Apple:「故人アカウント管理連絡先」
iPhoneなどApple製品をお使いの方は、「故人アカウント管理連絡先」を設定できます。事前に信頼できる人を最大5人まで登録しておくと、その人が故人の死亡証明書とアクセスキーをAppleに提出することで、写真やメッセージ、メモなどのデータにアクセスできるようになります。(ただし、パスワードなど一部の情報にはアクセスできません)
万が一の時、遺族がすべきこと
ここでは視点を変えて、もしご家族のデジタル遺品を整理する立場になったらどうすればよいか、簡単な流れをご紹介します。慌てずに、一つずつ対応していきましょう。
オフラインデータの確認と保全
まずは、故人のパソコンやスマートフォンなどのデバイスを探し、充電器も一緒に確保します。エンディングノートなどを参考にパスワードが分かれば、中身を確認します。大切な写真などのデータは、別の場所にバックアップを取っておくと安心です。その後、不要なデータは削除し、デバイス本体は必ず初期化(工場出荷状態に戻す)してから、自治体のルールに従って処分してください。
オンラインデータの解約・削除手続き
故人が利用していたオンラインサービスを特定し、それぞれの運営会社に連絡して、利用者が亡くなったことを伝えます。クレジットカードの明細やメールの受信履歴などが手がかりになります。サービスごとに手続き方法は異なりますが、死亡を証明する書類(戸籍謄本など)の提出を求められることが一般的です。SNSなどは、無理にログインしようとせず、各社のガイドラインに従って追悼アカウントへの移行や削除を申請しましょう。
まとめ
今回は、デジタル遺品について、その危険性と大切な生前対策についてお話ししました。デジタル遺品の問題は、もはや誰にとっても他人事ではありません。一番大切なのは、「情報を残しておくこと」です。エンディングノートやリストを活用して、ご自身のデジタル資産を整理し、もしもの時にご家族が困らないように道筋をつけてあげることが、残されたご家族への最後の優しさになります。この記事をきっかけに、ぜひ今日から少しずつ「デジタル終活」を始めてみてくださいね。
デジタル遺品のよくある質問まとめ
Q. デジタル遺品とは何ですか?
A. 故人がパソコンやスマートフォン、クラウドサービスなどに残したデジタルデータの総称です。写真、メール、SNSアカウント、ネット銀行の口座、有料サービスの契約などが含まれます。
Q. デジタル遺品にはどのような種類がありますか?
A. 主に、写真や動画などの「資産価値はないが思い出の品」、ネット銀行や暗号資産などの「金銭的価値があるもの」、サブスクリプションサービスなどの「解約が必要な契約」の3つに分けられます。
Q. デジタル遺品は相続の対象になりますか?
A. ネット銀行の預金や有価証券、暗号資産など金銭的価値のあるデジタル遺品は、通常の資産と同様に相続の対象となります。法的な手続きが必要になる場合があります。
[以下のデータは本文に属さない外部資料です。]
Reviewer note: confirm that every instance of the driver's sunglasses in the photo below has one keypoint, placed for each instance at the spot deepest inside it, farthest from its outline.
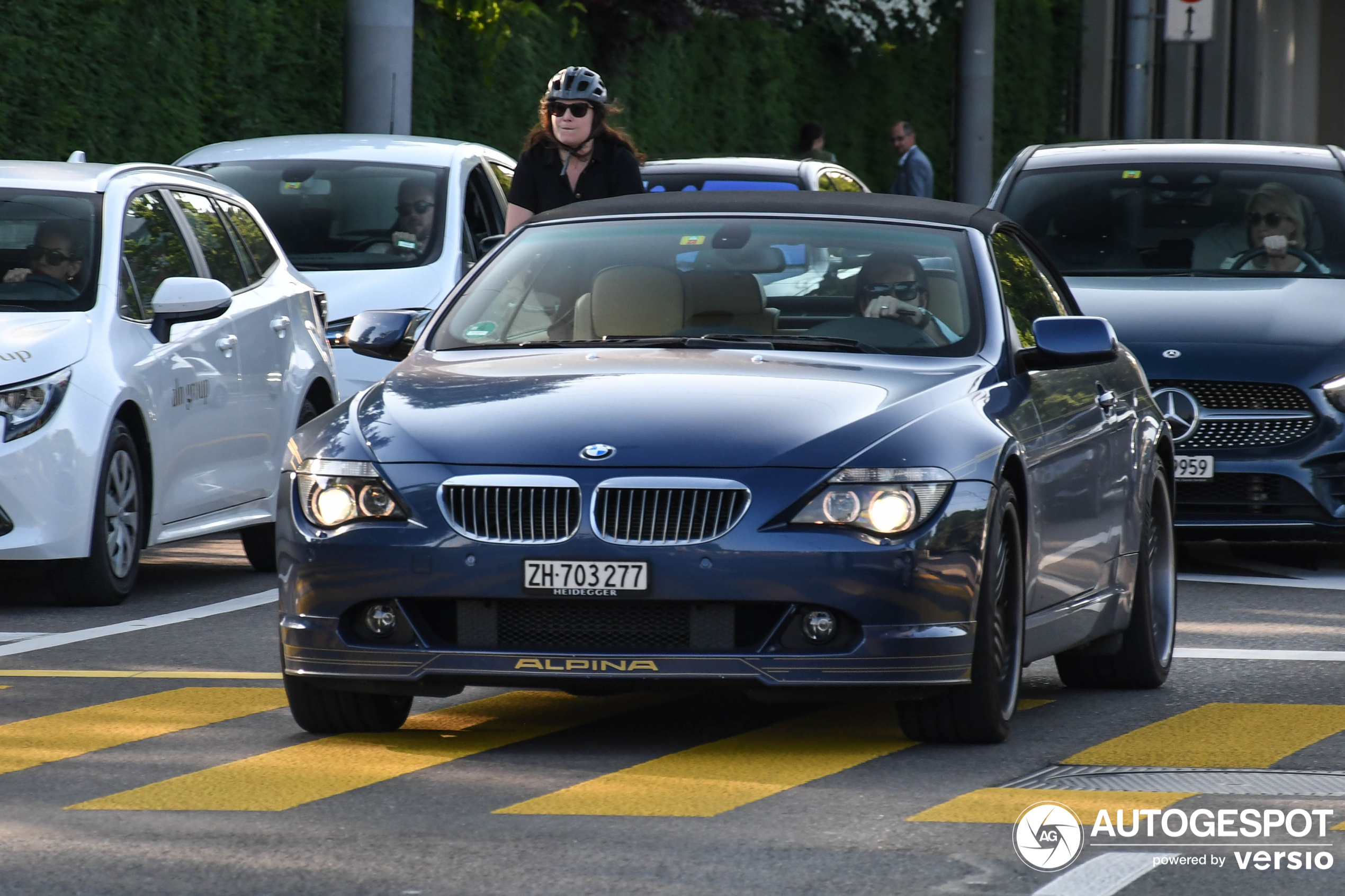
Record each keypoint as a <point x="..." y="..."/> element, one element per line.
<point x="1271" y="218"/>
<point x="50" y="256"/>
<point x="559" y="109"/>
<point x="907" y="291"/>
<point x="420" y="207"/>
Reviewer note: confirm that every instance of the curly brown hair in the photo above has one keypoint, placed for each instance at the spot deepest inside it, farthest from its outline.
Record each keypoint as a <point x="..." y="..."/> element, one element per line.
<point x="541" y="133"/>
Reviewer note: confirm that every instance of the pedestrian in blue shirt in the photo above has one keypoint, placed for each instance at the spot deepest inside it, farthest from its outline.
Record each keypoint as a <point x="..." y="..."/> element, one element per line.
<point x="915" y="174"/>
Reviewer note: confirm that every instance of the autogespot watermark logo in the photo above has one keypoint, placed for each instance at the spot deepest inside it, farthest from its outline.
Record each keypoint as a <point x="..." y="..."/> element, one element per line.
<point x="1048" y="836"/>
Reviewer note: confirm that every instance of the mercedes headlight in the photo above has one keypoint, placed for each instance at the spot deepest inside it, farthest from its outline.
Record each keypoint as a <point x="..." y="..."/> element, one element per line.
<point x="334" y="493"/>
<point x="26" y="408"/>
<point x="878" y="500"/>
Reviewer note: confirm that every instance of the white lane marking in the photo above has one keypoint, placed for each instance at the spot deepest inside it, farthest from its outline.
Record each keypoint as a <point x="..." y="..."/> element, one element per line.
<point x="42" y="642"/>
<point x="1102" y="876"/>
<point x="1239" y="653"/>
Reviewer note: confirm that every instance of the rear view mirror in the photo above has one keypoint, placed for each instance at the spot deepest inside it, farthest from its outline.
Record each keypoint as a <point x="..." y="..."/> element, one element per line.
<point x="182" y="300"/>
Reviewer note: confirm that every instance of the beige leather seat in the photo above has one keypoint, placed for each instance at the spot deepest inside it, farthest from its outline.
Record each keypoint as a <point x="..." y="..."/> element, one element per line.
<point x="631" y="300"/>
<point x="727" y="298"/>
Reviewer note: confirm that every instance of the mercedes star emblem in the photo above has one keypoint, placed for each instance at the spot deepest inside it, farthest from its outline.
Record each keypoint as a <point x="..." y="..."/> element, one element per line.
<point x="1180" y="409"/>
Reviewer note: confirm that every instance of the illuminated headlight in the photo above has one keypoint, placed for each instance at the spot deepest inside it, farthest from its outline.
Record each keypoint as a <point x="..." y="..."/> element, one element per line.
<point x="26" y="408"/>
<point x="880" y="500"/>
<point x="334" y="493"/>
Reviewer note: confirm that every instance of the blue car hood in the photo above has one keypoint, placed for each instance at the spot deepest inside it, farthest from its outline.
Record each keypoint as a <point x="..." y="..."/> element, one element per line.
<point x="658" y="408"/>
<point x="1256" y="328"/>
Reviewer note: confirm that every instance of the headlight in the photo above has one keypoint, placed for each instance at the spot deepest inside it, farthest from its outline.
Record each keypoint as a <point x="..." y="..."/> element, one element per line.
<point x="28" y="406"/>
<point x="880" y="500"/>
<point x="333" y="493"/>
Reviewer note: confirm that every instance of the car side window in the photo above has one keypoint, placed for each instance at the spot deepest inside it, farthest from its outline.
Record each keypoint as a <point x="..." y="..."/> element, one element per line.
<point x="263" y="253"/>
<point x="213" y="238"/>
<point x="153" y="250"/>
<point x="1027" y="289"/>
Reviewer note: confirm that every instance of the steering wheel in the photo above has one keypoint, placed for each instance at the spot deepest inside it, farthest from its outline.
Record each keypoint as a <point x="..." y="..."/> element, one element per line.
<point x="1297" y="253"/>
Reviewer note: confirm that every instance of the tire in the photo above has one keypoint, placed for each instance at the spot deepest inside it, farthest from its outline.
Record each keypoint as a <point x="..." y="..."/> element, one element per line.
<point x="260" y="540"/>
<point x="982" y="711"/>
<point x="108" y="574"/>
<point x="338" y="712"/>
<point x="1146" y="648"/>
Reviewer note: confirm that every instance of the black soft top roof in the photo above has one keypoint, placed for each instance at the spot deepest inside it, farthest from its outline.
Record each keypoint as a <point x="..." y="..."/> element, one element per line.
<point x="781" y="202"/>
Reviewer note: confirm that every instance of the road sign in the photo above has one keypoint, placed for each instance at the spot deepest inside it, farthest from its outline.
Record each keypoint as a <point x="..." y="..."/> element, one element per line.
<point x="1189" y="21"/>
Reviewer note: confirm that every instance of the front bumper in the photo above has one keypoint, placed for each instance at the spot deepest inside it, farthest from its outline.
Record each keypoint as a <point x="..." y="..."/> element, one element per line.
<point x="908" y="603"/>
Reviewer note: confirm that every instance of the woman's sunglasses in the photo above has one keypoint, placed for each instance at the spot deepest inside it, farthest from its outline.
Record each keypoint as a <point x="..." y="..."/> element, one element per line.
<point x="1271" y="218"/>
<point x="50" y="256"/>
<point x="559" y="109"/>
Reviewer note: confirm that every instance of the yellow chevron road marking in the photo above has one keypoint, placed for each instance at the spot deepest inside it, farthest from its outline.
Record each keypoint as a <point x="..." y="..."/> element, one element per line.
<point x="33" y="742"/>
<point x="1221" y="735"/>
<point x="713" y="778"/>
<point x="319" y="769"/>
<point x="1004" y="805"/>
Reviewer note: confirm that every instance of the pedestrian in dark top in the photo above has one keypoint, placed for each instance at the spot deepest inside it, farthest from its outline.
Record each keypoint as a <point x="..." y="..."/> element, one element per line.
<point x="915" y="174"/>
<point x="572" y="153"/>
<point x="813" y="141"/>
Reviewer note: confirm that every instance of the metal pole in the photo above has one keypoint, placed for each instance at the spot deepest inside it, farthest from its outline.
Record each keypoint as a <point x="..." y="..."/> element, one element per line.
<point x="1136" y="111"/>
<point x="975" y="103"/>
<point x="380" y="35"/>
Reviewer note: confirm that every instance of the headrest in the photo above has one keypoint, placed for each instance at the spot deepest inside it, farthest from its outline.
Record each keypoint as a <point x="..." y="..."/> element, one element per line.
<point x="636" y="301"/>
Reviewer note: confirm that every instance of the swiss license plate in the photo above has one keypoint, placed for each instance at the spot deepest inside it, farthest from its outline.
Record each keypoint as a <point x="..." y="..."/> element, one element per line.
<point x="1195" y="467"/>
<point x="586" y="578"/>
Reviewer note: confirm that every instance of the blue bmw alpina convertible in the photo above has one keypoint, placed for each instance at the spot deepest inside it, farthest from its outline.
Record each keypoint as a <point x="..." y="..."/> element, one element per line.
<point x="809" y="445"/>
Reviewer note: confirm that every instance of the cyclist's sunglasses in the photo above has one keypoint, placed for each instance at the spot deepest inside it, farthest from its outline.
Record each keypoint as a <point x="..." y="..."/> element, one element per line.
<point x="577" y="109"/>
<point x="420" y="207"/>
<point x="50" y="256"/>
<point x="1271" y="218"/>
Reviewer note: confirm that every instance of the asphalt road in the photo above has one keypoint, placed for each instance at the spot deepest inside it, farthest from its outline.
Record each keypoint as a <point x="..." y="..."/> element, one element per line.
<point x="185" y="784"/>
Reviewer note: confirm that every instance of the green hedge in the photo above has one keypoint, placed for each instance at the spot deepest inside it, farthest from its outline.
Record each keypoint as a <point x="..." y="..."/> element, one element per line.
<point x="150" y="80"/>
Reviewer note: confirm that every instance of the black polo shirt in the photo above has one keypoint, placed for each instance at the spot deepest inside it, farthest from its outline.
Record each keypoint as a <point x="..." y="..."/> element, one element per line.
<point x="540" y="186"/>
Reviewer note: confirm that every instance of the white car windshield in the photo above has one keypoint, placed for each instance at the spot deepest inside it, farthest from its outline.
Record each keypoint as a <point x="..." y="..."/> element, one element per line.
<point x="900" y="289"/>
<point x="49" y="250"/>
<point x="345" y="215"/>
<point x="1211" y="220"/>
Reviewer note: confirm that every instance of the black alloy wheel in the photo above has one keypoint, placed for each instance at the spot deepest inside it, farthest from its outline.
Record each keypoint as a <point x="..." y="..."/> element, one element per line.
<point x="338" y="712"/>
<point x="108" y="574"/>
<point x="982" y="711"/>
<point x="1146" y="648"/>
<point x="260" y="540"/>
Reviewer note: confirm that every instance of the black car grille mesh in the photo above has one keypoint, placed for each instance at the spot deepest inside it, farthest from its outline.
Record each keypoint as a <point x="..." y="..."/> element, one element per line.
<point x="666" y="516"/>
<point x="517" y="515"/>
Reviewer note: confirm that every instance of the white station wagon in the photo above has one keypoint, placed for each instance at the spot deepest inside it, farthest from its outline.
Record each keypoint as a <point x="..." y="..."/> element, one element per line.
<point x="156" y="352"/>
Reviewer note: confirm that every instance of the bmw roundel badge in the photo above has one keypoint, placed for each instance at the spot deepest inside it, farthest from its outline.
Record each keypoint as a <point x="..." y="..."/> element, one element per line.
<point x="598" y="452"/>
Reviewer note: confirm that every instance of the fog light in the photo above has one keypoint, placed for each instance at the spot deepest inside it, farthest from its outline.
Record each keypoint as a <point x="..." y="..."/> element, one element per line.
<point x="820" y="627"/>
<point x="381" y="620"/>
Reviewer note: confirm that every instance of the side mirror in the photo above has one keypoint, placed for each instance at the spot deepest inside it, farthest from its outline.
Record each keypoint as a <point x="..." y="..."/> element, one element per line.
<point x="183" y="300"/>
<point x="1071" y="341"/>
<point x="387" y="335"/>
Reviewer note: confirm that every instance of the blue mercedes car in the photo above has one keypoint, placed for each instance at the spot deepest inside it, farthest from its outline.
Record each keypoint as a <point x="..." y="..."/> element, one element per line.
<point x="1222" y="265"/>
<point x="800" y="444"/>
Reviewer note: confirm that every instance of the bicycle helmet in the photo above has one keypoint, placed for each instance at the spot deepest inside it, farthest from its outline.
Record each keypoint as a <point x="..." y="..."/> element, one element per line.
<point x="577" y="83"/>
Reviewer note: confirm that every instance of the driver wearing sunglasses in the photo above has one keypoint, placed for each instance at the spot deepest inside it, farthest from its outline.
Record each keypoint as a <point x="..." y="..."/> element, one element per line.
<point x="54" y="260"/>
<point x="893" y="285"/>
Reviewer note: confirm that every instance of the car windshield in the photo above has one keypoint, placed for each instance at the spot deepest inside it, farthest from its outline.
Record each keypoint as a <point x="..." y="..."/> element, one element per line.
<point x="798" y="283"/>
<point x="345" y="215"/>
<point x="1211" y="220"/>
<point x="49" y="250"/>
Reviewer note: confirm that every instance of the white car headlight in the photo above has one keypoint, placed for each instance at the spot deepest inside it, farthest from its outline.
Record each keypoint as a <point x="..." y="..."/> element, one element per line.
<point x="334" y="493"/>
<point x="26" y="408"/>
<point x="880" y="500"/>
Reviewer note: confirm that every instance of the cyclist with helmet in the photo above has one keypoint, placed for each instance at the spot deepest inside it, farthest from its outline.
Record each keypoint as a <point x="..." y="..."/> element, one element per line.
<point x="572" y="153"/>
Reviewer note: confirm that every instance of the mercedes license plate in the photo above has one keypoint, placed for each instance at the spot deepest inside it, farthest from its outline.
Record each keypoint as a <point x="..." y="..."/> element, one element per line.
<point x="1195" y="467"/>
<point x="586" y="578"/>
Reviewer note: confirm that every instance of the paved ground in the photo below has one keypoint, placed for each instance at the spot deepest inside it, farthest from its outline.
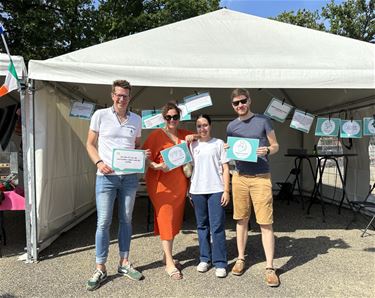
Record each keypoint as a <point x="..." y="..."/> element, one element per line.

Q. 故人のスマホやPCのパスワードがわからない場合、どうすればよいですか?
A. パスワードが不明な場合、データの取り出しは非常に困難です。専門業者に依頼する方法もありますが、費用がかかり、必ずしも成功するとは限りません。生前の対策が重要になります。
Q. デジタル遺品トラブルを防ぐために、生前にできる対策はありますか?
A. はい、あります。重要なアカウント情報(ID、パスワード、サービス名など)を一覧にしてエンディングノートなどに記しておくことや、信頼できる家族に情報を共有しておくことが有効です。
Q. デジタル遺品を放置するとどうなりますか?
A. 放置すると、サブスクリプション料金が引き落とされ続けたり、SNSアカウントが乗っ取られて悪用されたりするリスクがあります。また、ネット銀行などの資産に気づかず、相続できない可能性もあります。